Le scénario écrit par Hélène Duchateau et Pierre Linhart (qui en signe l’adaptation et les dialogues) est impeccablement construit,  distillant au fur et à mesure ses indices et ses fausses pistes, faisant grimper petit à petit la tension et pourtant nous ne sommes pas dans un polar, Infidèle, comme son titre l’indique est un drame à taille humaine, un suspense psychologique qui entraine son héroïne aux confins de la paranoïa et qui avance pas à pas sur les traces de la dislocation d’une famille. On pourrait craindre de se retrouver dans les travers d’une fiction française auteurisante, mais Infidèle sait placer ses billes pour faire en sorte que l’on soit totalement scotché et que le plus infime indice nous mette sur la voie de ce qu’il va advenir… ou pas. L’intrigue, parfaitement  huilée, parvient même à mi-parcours à inverser la donne, le doute changeant de camp. La réalisation de Didier Le Pêcheur (déjà aux commandes de l’adaptation française de la série Les Innocents), fluide et élégante, apporte à Infidèle un cachet qualitatif certain renforcé par la très belle photographie de Myriam Vinocour. Nul besoin pour Infidèle de copier Docteur Foster, les ombres inquiétantes et le spectre de la vengeance qui irriguent le récit lui donnant son rythme propre et sa raison d’être. La tension nerveuse présente de bout en bout maintient l’intérêt qui ne faiblit pas et on en vient même à se poser des questions sur la santé mentale de l’héroïne, tant des faits troublants nous font douter de la véracité de ses certitudes.

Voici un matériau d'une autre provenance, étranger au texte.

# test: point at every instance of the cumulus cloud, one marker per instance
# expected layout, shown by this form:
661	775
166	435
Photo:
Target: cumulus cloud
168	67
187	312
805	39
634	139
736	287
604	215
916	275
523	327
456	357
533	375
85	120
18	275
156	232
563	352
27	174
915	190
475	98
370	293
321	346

Infidèle est encline à aller vers une certaine noirceur peu présente dans la fiction hexagonale mais par moments contrebalancée par quelques bons sentiments disséminés çà et là. C’est sa limite, même si, une fois dépassée cette réserve, on se laisse emporter dans un véritable tourbillon anxiogène. Infidèle est avant tout un écrin pour Claire Keim, dans lequel la comédienne livre l’une de ses prestations les plus abouties. Alternant les silences et les regards lourds de suspicion, la comédienne déploie une infinité d’émotions et sait se faire naïve puis perclus de doutes, femme amoureuse puis femme bafouée dans la foulée. Ses moments où le désespoir la taraude sont vraiment très puissants et elle est impressionnante sans avoir besoin de faire appel à des artifices de séduction. Face à elle, Jonathan Zaccaï est lui aussi impeccable, séducteur puis lâche, parfaitement à l’aise dans les variations minimes qu’il parvient à donner à son personnage, dont les vérités sont multiples. Le couple est le pivot  d’Infidèle, le centre névralgique qui régit les pulsations du récit. Autour d’eux, Chloé Jouannet, semble un peu tendre par instants mais dévoile à d’autres moments un véritable tempérament qui ne demande sans doute qu’à éclore totalement. Philippe Torreton, Vanessa David, Mylène Demongeot, Philippe Lefebvre, Mhamed Arezki et Mathieu Madenian (qui semble au départ être là comme une caution comique mais dont le personnage va agir comme un véritable révélateur) et l’excellent Olivier Claverie complètent une distribution homogène. Infidèle réussit à nous mettre des directs en rafale jusqu’à nous coincer dans les cordes d’un sixième épisode malin et surprenant. Jusqu’au bout on aura douté, on se sera posés des questions et on aura tremblé avant qu’Infidèle ne dévoile son dénouement. La vérité n’est pas toujours ce que l’on croit savoir.